Three years is the ideal planning horizon for Illinois business owners preparing for a sale. It is long enough to make meaningful operational improvements, create three years of strong financial history, and resolve most known issues — while still being close enough to stay motivated and focused on the goal.
Year One: Foundation
Spend the first year on internal work: clean up financials, document key processes, identify and begin reducing owner dependencies, and hire or develop a management team member. Conduct an honest valuation to establish your baseline and identify the specific gaps between current value and your target. This is the diagnostic and setup year.
Year Two: Growth and Systems
Year two focuses on demonstrating growth. Revenue that is growing year-over-year tells buyers a compelling story about momentum.
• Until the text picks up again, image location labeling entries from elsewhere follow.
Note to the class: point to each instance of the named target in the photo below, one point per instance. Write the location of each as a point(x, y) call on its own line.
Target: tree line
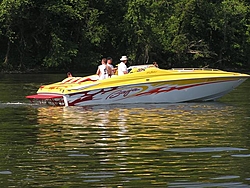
point(76, 34)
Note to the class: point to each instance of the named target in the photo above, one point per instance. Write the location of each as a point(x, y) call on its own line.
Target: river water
point(148, 145)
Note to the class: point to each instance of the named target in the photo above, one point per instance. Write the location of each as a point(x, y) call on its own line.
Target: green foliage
point(76, 34)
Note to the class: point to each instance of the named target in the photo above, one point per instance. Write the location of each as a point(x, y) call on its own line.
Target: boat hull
point(156, 92)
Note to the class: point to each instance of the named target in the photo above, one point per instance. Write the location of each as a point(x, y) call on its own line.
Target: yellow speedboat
point(143, 84)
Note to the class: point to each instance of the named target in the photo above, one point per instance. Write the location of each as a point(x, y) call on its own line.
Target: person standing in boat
point(109, 63)
point(122, 67)
point(103, 70)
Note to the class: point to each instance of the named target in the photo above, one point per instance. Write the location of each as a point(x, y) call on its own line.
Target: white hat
point(124, 58)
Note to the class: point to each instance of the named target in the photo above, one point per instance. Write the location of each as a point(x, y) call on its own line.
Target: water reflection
point(177, 145)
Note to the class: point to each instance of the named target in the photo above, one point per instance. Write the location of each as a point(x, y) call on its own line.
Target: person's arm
point(98, 71)
point(109, 70)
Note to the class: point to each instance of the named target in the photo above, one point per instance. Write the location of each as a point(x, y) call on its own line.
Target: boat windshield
point(139, 68)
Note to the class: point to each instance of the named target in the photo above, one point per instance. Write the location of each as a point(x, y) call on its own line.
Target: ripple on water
point(205, 149)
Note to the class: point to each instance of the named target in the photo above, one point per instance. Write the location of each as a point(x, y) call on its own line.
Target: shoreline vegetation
point(54, 36)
Build out recurring revenue programs (service agreements, retainers, subscription offerings). Implement documented operational systems. Begin transitioning customer relationships to staff. This year creates the financial trend line that will be visible to buyers when you go to market.
Year Three: Optimization and Marketing
With strong financials for years one and two established, year three focuses on optimization: resolving any known lease issues, ensuring equipment is in good condition, managing overhead efficiently to maximize margins, and working with your broker to begin the pre-market process. By the time you list, you should have a business that tells a clear, compelling, and financially supported value story.
The difference between a business sold at the end of a 3-year exit plan versus a reactive sale can easily be $500,000–$1,000,000 in additional proceeds on a $2M business. The ROI on exit planning is one of the highest returns available to any Illinois business owner.